StrategyJune 20267 min read
GPT, Claude or open-source: how to choose your model in the enterprise
People ask me which model is best. It is almost always the wrong question: the model changes every couple of months, your architecture stays for years.
Let me be blunt: the model you pick today will not be the best one in six months, and that is fine. What matters is choosing in a way that lets you swap it out without rebuilding everything. Here is the framework I apply on client work, the one that does not age with every new release.
Why a benchmark comparison ages in two weeks
A model leaderboard has a shelf life of a few weeks. A provider ships a new version, the scores move, the podium reshuffles. If you pick on that podium, you are picking a snapshot that is already stale by the time you ship. Worse: public benchmarks measure generic tasks, not yours. A model ranked first can be mediocre on your documents, your jargon, your edge cases. So I never choose a model on a global score. I choose a way to plug a model in, any model, and to replace it when a better one arrives.
The model is rarely the deciding factor. The plumbing around it almost always is.
The real criteria, beyond the ranking
Four criteria outlive model releases, because they are about your context, not theirs. None of them shows up in a leaderboard, and all of them decide whether the thing works in production.

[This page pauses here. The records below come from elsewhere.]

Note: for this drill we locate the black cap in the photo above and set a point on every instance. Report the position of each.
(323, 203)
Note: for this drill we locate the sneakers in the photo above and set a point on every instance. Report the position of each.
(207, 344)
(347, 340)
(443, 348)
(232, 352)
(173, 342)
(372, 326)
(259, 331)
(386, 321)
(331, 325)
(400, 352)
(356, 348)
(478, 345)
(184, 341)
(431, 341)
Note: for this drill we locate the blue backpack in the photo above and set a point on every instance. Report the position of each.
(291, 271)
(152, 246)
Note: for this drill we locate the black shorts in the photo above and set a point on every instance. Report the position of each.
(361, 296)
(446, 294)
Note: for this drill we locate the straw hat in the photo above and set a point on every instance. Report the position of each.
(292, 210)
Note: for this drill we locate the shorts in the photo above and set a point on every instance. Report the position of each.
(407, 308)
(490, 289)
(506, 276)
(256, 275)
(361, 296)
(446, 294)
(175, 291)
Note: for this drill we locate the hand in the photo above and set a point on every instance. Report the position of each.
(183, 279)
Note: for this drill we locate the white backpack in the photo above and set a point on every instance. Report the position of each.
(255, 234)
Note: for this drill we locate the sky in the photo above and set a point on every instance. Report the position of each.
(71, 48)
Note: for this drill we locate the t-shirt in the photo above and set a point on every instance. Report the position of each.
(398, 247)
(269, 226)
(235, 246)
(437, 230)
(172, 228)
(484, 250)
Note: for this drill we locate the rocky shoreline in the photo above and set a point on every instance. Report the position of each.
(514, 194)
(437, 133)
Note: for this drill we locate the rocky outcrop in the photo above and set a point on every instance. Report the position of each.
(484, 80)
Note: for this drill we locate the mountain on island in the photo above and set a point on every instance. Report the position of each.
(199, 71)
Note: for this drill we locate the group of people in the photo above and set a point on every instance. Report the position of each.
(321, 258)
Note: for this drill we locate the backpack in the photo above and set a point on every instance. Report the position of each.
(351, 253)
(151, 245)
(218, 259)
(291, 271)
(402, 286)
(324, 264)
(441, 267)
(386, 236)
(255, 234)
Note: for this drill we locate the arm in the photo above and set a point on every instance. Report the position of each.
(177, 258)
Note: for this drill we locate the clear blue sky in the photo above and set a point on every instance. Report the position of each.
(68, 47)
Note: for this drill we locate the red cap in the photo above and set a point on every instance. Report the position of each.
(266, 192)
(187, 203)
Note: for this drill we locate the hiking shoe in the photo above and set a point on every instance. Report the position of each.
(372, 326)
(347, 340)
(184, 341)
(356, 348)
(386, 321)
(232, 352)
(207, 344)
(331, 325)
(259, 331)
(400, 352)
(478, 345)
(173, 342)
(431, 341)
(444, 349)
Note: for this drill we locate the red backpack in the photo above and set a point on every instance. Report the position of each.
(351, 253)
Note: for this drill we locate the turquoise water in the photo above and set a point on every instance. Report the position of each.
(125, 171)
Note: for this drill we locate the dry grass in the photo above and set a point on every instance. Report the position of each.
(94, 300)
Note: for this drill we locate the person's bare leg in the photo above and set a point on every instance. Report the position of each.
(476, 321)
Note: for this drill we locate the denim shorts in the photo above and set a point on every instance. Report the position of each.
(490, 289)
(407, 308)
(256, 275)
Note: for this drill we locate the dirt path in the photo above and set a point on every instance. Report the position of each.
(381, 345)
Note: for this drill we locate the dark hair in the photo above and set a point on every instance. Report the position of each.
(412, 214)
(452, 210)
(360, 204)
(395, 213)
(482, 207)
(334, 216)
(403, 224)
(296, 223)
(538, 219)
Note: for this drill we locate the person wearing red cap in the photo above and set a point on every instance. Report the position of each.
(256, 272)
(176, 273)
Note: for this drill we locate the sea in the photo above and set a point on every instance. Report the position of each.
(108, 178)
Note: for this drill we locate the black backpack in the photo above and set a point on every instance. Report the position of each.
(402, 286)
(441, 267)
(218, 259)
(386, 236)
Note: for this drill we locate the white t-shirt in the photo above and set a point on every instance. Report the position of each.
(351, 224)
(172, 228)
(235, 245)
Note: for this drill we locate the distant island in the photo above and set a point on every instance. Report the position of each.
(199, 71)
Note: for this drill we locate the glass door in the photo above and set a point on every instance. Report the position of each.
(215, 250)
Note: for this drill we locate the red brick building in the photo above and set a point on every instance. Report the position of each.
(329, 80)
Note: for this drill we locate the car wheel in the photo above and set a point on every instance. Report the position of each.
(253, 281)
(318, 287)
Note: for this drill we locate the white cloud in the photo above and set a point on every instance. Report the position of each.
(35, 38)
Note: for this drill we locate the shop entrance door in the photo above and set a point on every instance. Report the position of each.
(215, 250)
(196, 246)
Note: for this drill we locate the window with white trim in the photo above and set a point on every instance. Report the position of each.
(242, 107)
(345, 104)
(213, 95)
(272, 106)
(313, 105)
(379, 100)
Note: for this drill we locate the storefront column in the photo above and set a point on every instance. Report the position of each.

- Where your data ends up: who sees it, where it is stored, what you need to be able to prove.
- Cost at volume: not the sticker price, but what it costs against your real traffic.
- Task fit: the smallest model that does the job, not the most impressive one.
- Reversibility: being able to change models without rewriting your product.
Where your data ends up: closed API or open-source hosted by you
This is the first filter, and often the most binding. With a closed API (GPT or Claude through their cloud), your data passes through a third party. For many uses that is perfectly fine, as long as you read the commitments: retention, no training on your data, location. For sensitive, regulated or sovereign data, the constraint can force something else: an open-source model you host, in your own cloud or on your servers, where the data never leaves your perimeter. That is the subject of hosting AI in your own cloud or on-prem: it is not about installing a model, it is about deciding where the data lives before choosing anything else.
Cost at volume
The price per token means nothing until you multiply it by your traffic. A model that is half the price per token can cost more overall if it needs three times the context, or if you re-run failed responses. I always reason in cost per real request, not in list price. At low volume a closed API is almost always cheapest: nothing to host, you pay per use. At high and steady volume a hosted open-source model can become cheaper, because the cost becomes your infrastructure rather than a meter. The tipping point depends on your numbers, not a rule of thumb. Before switching models to save, I first look at cutting the bill you already have: on the invoices I audit, 30 to 70% savings are on the table at equal quality, without changing provider.
Task fit: when a small model is enough
Most enterprise tasks do not need the biggest model. Classifying a message, extracting a few fields from a document, routing a request, summarizing a ticket: a small fast model does the job, for a fraction of the cost and latency. The big model earns its place on complex reasoning, long-form writing and open-ended cases. My reflex is to start from the smallest model that passes my tests, not the most capable one. You can always move up for the cases that deserve it. The opposite, wiring the most expensive model everywhere by default, is the single biggest source of waste I find in audits.
Reversibility: the role of MCP
The real risk is not picking the wrong model. It is building your whole product around one provider, until you can no longer change. This is where MCP (Model Context Protocol) helps directly. It is now an open standard, adopted by Anthropic, OpenAI, Google and Microsoft, and handed to the Linux Foundation in late 2025. In practice: you connect your tools and data once, behind a standard interface, and the model becomes a replaceable part. You test Claude, then GPT, then an open-source model on the same foundation, without rewiring anything. That is the opposite of lock-in.
Open-source: what it gives you, what it demands
Open-source gives you three real things: your data stays with you, no provider can cut the service or change prices overnight, and cost becomes predictable at high volume. For sovereign or regulated data it is sometimes the only acceptable option. In exchange it demands what the API handed you for free: operations. Hosting, scaling, monitoring, updating, securing. A "free" open-source model, badly run, costs more than an API. I only recommend open-source when a clear reason justifies it (data, volume, sovereignty), never on principle.
A simple multi-model architecture
- A routing layer that sends each request to the smallest model that can handle it.
- A small, fast model (often open-source, hosted by you) for classification, extraction and high-volume triage.
- A large model (often an API) reserved for complex reasoning and open-ended cases.
- A shared interface (MCP) so every model sees the same tools and data, and stays replaceable.
The same principle applies to your data: a retrieval (RAG) system plugged in behind that shared interface serves a sourced answer in 2s, with 70% less searching for your teams, whatever model sits underneath. The model goes back to being an implementation detail. That is exactly what you want: the freedom to change your mind in six months without throwing anything away.